Live-attenuated means alive, but very weak. These vaccines are made when the virus is weakened in a laboratory process to such a level that they reproduce only about 20 times in the body. In inactivated vaccines the bacteria is completely killed using a chemical called formaldehyde. The strength of these vaccines are comparatively weak, so the immunity wears off over time.
How vaccines are administered
Most vaccines are administered in the form of a hypodermic injection and some are liquids that are consumed by mouth. However, some vaccines are inhaled as aerosols or powders. The majority of vaccines contain viruses or bacteria that have been weakened or killed. Others contain inactivated antigens. In their altered states, vaccine pathogens are typically safe and unable to cause disease.

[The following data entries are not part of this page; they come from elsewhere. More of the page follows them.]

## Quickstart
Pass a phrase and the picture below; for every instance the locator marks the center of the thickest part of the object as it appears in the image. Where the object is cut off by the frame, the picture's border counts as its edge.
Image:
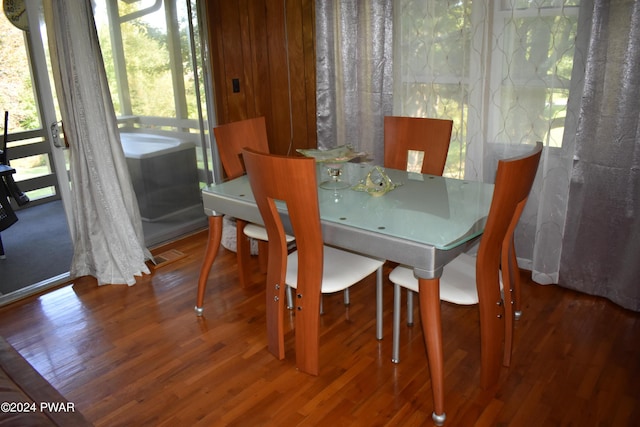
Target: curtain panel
(601, 244)
(508, 74)
(354, 76)
(107, 231)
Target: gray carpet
(37, 247)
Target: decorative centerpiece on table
(334, 160)
(376, 183)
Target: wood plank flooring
(138, 356)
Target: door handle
(55, 135)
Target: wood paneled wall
(268, 48)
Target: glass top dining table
(424, 223)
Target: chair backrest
(431, 136)
(292, 180)
(514, 179)
(231, 138)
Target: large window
(499, 69)
(151, 55)
(27, 148)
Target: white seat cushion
(457, 284)
(258, 232)
(341, 269)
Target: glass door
(38, 246)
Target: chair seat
(341, 269)
(457, 284)
(258, 232)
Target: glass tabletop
(426, 209)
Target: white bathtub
(164, 173)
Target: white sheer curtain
(107, 233)
(501, 70)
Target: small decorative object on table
(377, 183)
(334, 159)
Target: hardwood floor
(135, 356)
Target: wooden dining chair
(470, 280)
(231, 138)
(312, 268)
(431, 137)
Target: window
(500, 70)
(148, 49)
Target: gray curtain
(354, 73)
(107, 229)
(601, 244)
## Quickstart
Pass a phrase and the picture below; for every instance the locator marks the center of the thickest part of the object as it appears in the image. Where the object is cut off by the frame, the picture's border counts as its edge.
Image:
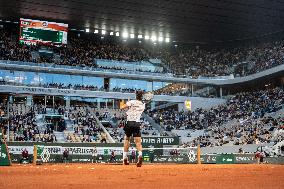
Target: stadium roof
(181, 20)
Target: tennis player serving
(132, 127)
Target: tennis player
(132, 127)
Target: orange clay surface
(100, 176)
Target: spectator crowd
(191, 62)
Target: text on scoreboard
(36, 31)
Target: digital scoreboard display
(36, 31)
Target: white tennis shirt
(135, 110)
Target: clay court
(70, 176)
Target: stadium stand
(191, 62)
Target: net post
(35, 155)
(198, 154)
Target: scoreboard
(36, 31)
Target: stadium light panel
(125, 35)
(153, 38)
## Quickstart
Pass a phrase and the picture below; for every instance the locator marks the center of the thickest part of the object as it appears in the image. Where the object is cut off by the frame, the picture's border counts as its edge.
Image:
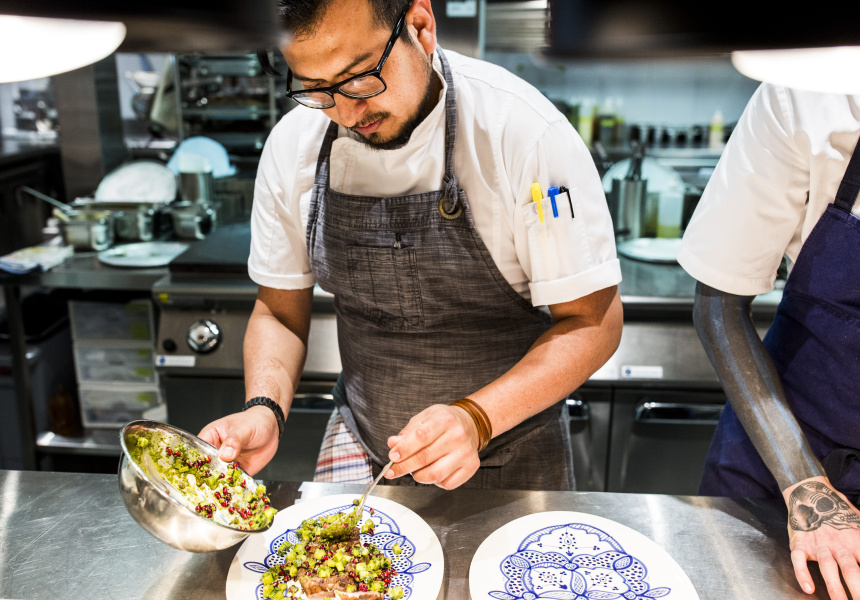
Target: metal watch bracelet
(273, 406)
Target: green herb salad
(224, 494)
(330, 561)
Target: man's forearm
(274, 357)
(561, 360)
(752, 385)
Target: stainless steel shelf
(93, 444)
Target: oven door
(660, 440)
(590, 411)
(193, 402)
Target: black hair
(302, 17)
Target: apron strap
(450, 203)
(849, 188)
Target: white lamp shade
(830, 70)
(34, 47)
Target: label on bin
(163, 360)
(641, 372)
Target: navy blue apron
(815, 346)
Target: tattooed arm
(822, 526)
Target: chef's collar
(425, 130)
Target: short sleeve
(753, 204)
(558, 157)
(279, 256)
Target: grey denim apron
(425, 317)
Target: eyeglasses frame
(375, 72)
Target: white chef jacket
(508, 134)
(788, 145)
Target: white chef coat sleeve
(559, 158)
(754, 202)
(279, 257)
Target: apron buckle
(458, 210)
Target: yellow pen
(537, 196)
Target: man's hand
(439, 445)
(825, 527)
(249, 438)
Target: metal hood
(170, 25)
(648, 28)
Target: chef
(402, 185)
(787, 184)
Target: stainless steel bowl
(162, 514)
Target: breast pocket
(386, 286)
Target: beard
(401, 137)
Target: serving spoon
(360, 508)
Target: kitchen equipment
(656, 250)
(627, 198)
(139, 180)
(207, 287)
(136, 224)
(88, 229)
(149, 502)
(213, 151)
(196, 186)
(192, 221)
(145, 254)
(420, 566)
(632, 221)
(360, 509)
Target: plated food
(329, 560)
(223, 494)
(322, 549)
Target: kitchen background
(107, 344)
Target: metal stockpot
(192, 221)
(88, 229)
(136, 225)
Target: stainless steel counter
(69, 535)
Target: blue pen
(552, 192)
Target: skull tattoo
(814, 504)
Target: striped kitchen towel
(341, 459)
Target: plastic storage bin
(114, 406)
(104, 364)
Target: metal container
(89, 229)
(136, 225)
(192, 221)
(196, 187)
(629, 199)
(163, 515)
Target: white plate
(144, 254)
(571, 555)
(138, 181)
(419, 566)
(657, 250)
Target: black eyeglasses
(361, 86)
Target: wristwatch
(268, 402)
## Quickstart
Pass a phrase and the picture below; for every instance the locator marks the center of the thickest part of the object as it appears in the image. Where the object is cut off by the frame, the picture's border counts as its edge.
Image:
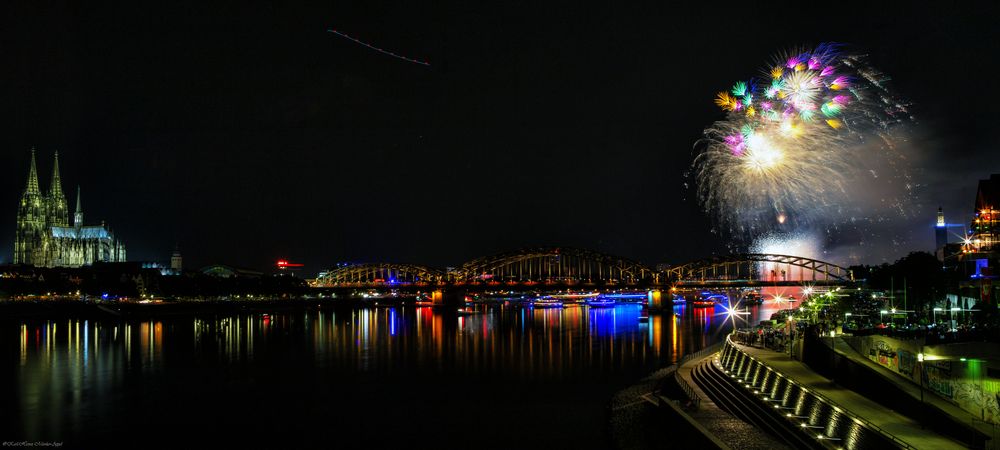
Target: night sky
(248, 133)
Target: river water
(508, 376)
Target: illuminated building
(176, 263)
(941, 230)
(979, 256)
(44, 237)
(983, 234)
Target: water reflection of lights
(58, 359)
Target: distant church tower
(941, 230)
(78, 215)
(176, 263)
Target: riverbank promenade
(930, 400)
(891, 421)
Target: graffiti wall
(961, 381)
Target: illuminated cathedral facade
(44, 236)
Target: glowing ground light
(380, 50)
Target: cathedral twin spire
(32, 176)
(56, 210)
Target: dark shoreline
(77, 309)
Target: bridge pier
(654, 300)
(448, 297)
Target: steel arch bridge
(555, 265)
(387, 274)
(750, 268)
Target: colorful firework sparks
(386, 52)
(788, 150)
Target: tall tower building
(175, 260)
(940, 230)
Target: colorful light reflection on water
(84, 380)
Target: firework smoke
(801, 146)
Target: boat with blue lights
(547, 302)
(601, 302)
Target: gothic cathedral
(44, 237)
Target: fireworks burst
(794, 142)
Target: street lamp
(920, 359)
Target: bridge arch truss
(555, 265)
(760, 267)
(387, 274)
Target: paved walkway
(891, 421)
(734, 432)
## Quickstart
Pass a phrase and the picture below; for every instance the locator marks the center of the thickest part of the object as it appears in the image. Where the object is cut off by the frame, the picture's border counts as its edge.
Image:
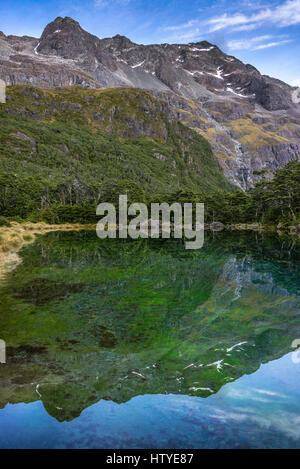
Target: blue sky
(263, 33)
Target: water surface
(143, 344)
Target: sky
(264, 33)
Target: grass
(18, 235)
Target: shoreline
(14, 237)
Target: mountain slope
(250, 119)
(62, 146)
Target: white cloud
(189, 24)
(272, 44)
(257, 43)
(286, 14)
(105, 3)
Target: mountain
(62, 146)
(250, 119)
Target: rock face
(250, 119)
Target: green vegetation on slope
(60, 147)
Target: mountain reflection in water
(86, 320)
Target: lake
(143, 344)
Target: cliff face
(250, 119)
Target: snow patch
(138, 65)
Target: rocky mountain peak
(250, 119)
(65, 37)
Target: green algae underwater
(86, 320)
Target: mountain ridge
(249, 119)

Are vaccines still relevant?
Vaccines help a living body to prepare in advance for fighting with potentially deadly diseases. Essentially, a particular vaccine gives the body a preview of a bacterium, virus, or toxin, unique to that disease. A lot of young parents are worried about giving their babies so many shots, thinking that these will overwhelm the immune system of the baby. We may argue that vaccines aren't necessary anymore because all the diseases are gone anyway. According to the CDC, if we stopped vaccinating, many diseases that are now unknown would come back with a vengeance. It may look that a vaccine can give the disease it's supposed to prevent, but the reactions are very minor and much better than coming down with a full-blown killer disease.